After scouring the Internet for the better part of the morning, I couldn’t find an actual formula or algorithm (public anyway) that allows you to do the calculation on your own. I did find this “definition (source article linked)” of metabolic age from Patch.com (and it was corroborated by a couple other sites) – “Metabolic age is a comparison between a person’s basal metabolic rate (BMR) against the average BMR for an age. (Patch.com)”.

Okay – so that means if I calculate my personal BMR, and compare it against the average BMR for my age group, I’ll know how I stand. In other words, if my BMR says that I have the same metabolism as a 32 year old, then I’m metabolically 32, even though I’m biologically 38. Conversely, if the comparison says my metabolic rate is the same as a 44 year old, and I’m only biologically 38, then I’m metabolically older than I am biologically.

I guess the conclusion to draw is – if you are metabolically younger than your biological age, it’s a good thing. Easy enough – I’ll just make myself metabolically younger. Hold on – not so fast.

But what does that all actually mean, and is it useful, actionable data? If the bedrock of this analysis is the BMR, I’d say NO for three reasons.

First, the generally used formula for computing a person’s BMR is the Harris-Benedict formula. The formula is…

  • Women = 655 + (4.35 x weight in lbs) + (4.7 x height in inches) – (4.7 x age in years)
  • Men = 66 + (6.23 x weight in lbs) + (12.7 x height in inches) – (6.8 x age in years)
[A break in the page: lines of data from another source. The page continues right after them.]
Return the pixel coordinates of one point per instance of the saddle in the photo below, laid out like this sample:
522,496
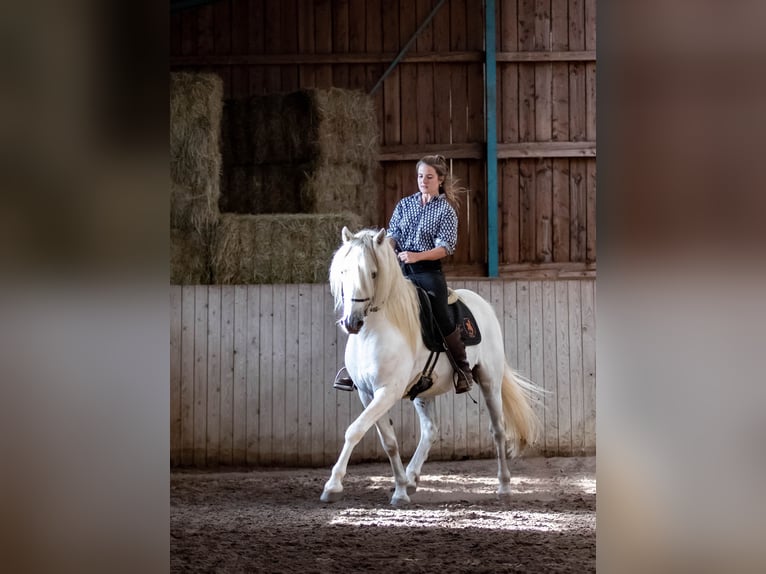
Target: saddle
461,316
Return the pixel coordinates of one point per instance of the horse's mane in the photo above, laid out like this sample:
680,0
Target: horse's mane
391,292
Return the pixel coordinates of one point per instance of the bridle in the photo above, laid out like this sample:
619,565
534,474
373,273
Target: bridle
367,308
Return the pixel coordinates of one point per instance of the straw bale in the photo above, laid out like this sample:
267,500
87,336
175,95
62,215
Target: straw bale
270,188
189,258
280,128
347,127
284,248
195,156
337,187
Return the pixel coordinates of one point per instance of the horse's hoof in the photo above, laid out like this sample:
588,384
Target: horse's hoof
400,501
504,492
329,496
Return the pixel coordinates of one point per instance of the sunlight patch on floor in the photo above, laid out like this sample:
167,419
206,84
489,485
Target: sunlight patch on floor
444,518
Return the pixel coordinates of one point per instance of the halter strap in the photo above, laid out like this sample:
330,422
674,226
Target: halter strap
369,308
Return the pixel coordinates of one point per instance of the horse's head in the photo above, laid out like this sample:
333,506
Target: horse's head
355,273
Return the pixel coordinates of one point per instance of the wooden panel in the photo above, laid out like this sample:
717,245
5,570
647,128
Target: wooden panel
534,300
265,378
561,221
291,376
227,375
549,381
253,392
391,87
563,379
239,424
425,103
589,365
590,70
176,342
187,374
304,403
574,369
205,26
323,40
285,348
288,44
590,215
528,216
222,40
544,211
306,27
213,441
200,374
577,209
509,212
280,391
318,321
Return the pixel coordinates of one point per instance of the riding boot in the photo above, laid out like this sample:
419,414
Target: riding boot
343,383
457,350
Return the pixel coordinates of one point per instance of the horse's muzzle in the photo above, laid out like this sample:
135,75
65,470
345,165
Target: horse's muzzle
353,324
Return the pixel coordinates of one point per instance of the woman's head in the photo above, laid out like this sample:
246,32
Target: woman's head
447,183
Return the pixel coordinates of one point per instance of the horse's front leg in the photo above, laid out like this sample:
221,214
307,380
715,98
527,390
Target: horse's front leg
381,403
391,446
428,430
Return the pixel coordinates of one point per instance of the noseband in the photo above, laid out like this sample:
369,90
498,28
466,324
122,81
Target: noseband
368,308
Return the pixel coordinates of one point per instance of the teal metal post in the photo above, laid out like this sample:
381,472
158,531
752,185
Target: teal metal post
490,89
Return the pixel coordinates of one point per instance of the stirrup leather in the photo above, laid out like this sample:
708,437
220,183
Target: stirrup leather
343,383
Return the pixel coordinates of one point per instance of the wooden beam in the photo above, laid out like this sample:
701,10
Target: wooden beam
376,58
416,151
546,149
523,271
548,56
477,150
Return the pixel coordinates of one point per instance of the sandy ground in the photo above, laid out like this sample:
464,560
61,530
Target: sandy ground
271,520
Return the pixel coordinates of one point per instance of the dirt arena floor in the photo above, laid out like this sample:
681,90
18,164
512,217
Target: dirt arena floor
272,521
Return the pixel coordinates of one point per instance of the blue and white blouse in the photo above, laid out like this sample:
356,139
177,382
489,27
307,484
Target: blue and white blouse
417,227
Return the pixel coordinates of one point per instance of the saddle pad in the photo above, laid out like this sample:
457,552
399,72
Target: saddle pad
462,317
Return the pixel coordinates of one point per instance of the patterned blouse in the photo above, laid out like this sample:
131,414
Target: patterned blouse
417,227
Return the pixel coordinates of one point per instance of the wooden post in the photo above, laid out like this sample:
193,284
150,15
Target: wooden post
490,89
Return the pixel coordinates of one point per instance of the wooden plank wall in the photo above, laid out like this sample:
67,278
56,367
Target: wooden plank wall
433,102
252,366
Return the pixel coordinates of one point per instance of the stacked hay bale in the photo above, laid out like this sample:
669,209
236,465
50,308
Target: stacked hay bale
312,151
279,248
196,104
297,168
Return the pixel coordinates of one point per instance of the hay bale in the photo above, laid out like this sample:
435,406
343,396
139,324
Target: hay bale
195,156
346,127
331,188
189,258
286,248
271,188
281,128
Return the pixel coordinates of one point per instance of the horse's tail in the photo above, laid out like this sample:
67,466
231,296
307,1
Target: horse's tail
522,425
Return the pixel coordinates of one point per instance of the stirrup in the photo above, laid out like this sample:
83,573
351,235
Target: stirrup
343,383
462,382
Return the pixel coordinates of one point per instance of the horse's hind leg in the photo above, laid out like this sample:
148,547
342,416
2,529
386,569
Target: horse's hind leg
391,446
374,409
493,398
428,430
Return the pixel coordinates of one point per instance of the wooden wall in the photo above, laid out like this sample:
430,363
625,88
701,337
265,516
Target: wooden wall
434,102
252,366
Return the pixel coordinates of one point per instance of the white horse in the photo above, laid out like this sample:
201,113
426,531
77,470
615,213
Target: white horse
386,355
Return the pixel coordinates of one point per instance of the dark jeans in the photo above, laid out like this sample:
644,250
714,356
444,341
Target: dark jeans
433,281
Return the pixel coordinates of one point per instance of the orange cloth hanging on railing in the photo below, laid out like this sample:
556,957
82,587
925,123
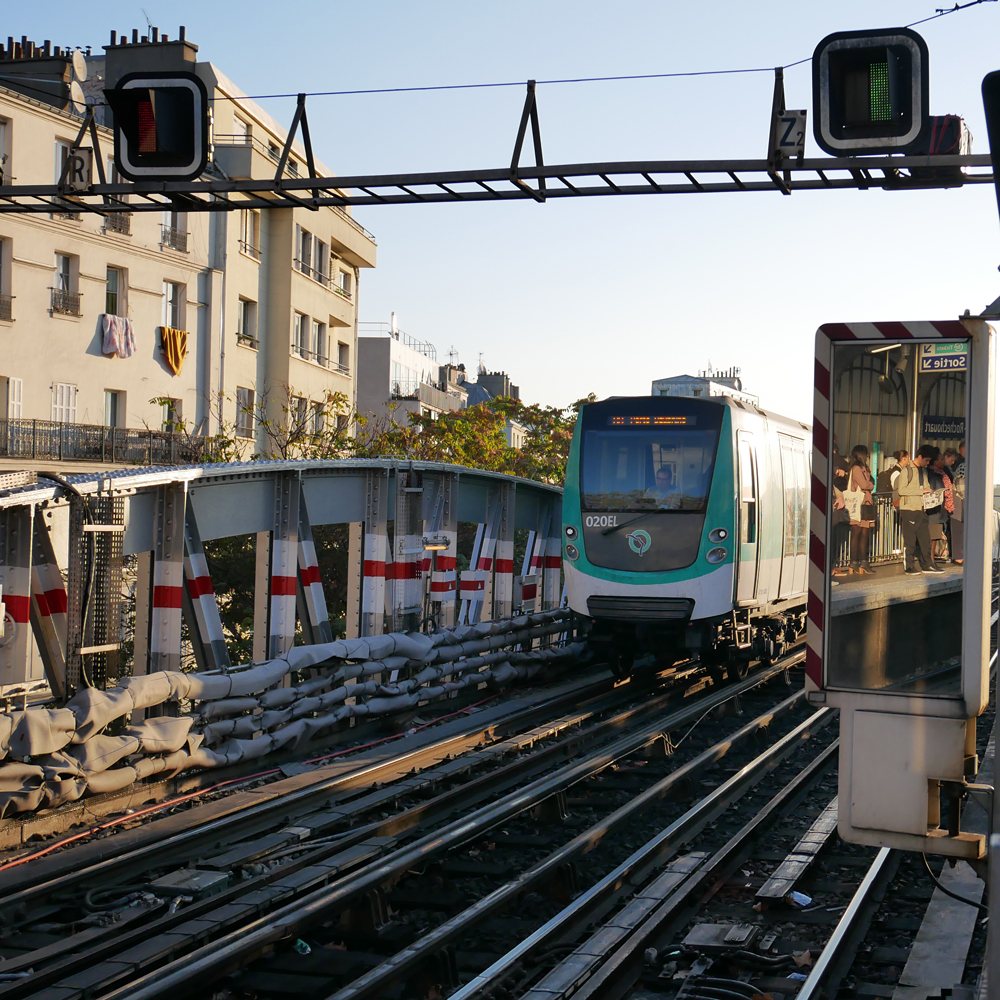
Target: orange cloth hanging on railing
173,343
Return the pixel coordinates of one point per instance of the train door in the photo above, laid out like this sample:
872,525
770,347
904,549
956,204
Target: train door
749,514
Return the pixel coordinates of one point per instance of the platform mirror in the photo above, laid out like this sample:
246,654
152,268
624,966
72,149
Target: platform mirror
895,516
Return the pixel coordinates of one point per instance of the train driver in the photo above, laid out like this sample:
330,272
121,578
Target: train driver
665,492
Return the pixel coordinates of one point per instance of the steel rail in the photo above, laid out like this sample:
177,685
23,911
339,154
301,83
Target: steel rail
586,906
116,860
440,186
851,924
71,957
615,973
234,948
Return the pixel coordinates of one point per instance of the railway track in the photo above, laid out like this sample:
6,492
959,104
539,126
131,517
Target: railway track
373,837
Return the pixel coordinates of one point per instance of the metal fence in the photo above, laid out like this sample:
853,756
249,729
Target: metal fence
885,543
49,439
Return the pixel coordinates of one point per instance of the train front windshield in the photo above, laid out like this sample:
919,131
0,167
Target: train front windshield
661,463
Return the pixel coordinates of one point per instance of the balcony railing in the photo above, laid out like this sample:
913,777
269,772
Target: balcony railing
308,355
174,238
65,303
48,439
118,222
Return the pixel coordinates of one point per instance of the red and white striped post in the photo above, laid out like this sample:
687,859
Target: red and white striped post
201,606
168,578
311,600
503,593
15,578
49,606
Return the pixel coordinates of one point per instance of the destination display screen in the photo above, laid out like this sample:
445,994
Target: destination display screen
659,420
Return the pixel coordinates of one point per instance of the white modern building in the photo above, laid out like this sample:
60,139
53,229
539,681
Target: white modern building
706,383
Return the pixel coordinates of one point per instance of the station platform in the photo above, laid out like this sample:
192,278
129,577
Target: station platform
890,585
896,631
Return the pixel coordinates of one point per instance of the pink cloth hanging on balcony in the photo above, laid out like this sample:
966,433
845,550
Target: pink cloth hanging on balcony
119,336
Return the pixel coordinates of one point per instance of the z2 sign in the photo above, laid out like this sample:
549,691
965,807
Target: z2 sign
789,134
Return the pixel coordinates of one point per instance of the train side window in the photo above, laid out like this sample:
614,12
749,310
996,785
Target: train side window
748,493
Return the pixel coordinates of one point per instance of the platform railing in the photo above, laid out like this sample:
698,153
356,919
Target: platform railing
885,544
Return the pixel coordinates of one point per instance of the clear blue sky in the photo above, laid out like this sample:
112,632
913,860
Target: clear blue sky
604,295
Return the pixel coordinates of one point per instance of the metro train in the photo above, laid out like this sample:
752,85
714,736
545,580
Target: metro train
685,530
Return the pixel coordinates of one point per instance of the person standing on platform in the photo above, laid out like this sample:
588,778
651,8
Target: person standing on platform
886,480
911,487
861,479
955,462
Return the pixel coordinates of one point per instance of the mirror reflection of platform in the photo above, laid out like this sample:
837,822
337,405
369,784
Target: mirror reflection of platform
890,585
898,631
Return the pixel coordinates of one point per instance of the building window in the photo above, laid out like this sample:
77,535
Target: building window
174,295
114,296
173,415
244,412
15,398
300,412
63,147
250,232
303,250
114,408
300,335
4,152
173,231
322,260
246,323
64,402
6,299
65,298
319,342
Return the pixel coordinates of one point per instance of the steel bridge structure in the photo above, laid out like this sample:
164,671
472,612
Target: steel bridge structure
514,183
63,542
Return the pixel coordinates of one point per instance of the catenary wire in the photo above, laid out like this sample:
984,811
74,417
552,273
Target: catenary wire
520,83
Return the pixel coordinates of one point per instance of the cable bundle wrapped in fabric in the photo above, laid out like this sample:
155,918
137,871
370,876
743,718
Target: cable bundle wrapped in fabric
52,756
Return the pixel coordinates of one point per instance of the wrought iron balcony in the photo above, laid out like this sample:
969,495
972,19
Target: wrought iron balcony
174,238
49,439
65,303
118,222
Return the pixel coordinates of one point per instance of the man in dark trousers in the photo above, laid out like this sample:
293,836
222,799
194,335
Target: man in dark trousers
912,484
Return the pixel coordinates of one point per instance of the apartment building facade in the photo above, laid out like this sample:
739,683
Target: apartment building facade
121,330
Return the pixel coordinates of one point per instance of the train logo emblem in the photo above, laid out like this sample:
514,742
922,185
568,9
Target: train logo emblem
639,541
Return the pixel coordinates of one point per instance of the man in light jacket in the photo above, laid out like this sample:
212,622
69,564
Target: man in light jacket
911,486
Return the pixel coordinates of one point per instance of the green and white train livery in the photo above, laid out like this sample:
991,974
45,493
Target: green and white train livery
685,526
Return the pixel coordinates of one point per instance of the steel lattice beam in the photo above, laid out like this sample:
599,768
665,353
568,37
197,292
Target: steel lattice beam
560,181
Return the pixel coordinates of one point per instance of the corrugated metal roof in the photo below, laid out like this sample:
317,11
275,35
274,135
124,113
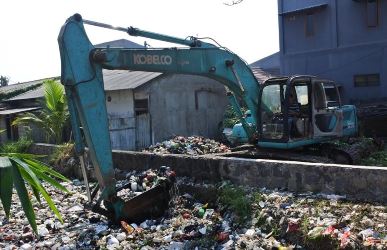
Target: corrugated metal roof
14,111
121,43
304,9
23,85
113,79
32,94
262,75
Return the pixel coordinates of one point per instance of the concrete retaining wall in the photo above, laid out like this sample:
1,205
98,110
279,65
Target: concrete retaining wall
356,182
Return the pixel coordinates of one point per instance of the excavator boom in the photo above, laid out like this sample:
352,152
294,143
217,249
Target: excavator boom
81,75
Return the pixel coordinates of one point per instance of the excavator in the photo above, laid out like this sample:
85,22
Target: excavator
283,113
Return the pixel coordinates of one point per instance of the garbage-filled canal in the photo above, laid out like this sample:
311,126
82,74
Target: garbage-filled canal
224,217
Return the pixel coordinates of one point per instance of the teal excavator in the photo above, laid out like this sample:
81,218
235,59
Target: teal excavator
283,113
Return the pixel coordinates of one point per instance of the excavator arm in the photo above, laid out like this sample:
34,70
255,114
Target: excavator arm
81,75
My problem with using this number to draw a conclusion about overall health is the fact that the only controllable variable in the equation for a person is their weight. As I’ve stated in other posts, weight can be a very false idol for evaluating your health. It is very possible to have a large amount of muscle, low to medium body fat, and be considered overweight according to the BMI (body mass index – ratio of weight to height) scale. My own BMI runs around 27.2. That puts me in the high/overweight category. But, with a body fat % between 10% and 15% (depending on the measuring tool used), I’m certainly not overweight. My point is that body weight alone isn’t a good metric to determine if you need to make a change. Body weight itself is a number based on a bunch of different variables – muscle/bone mass, water retention, and body fat to name a few. People at the extreme ends of the spectrum can probably make a blanket assumption about their condition (needing to gain weight or lose weight). But, the people in the middle really need to understand what numbers are driving their body weight. If a person has relatively low body fat and moderate to high muscle mass, there is probably no reason for them to try and lose weight, no matter what the scale tells them.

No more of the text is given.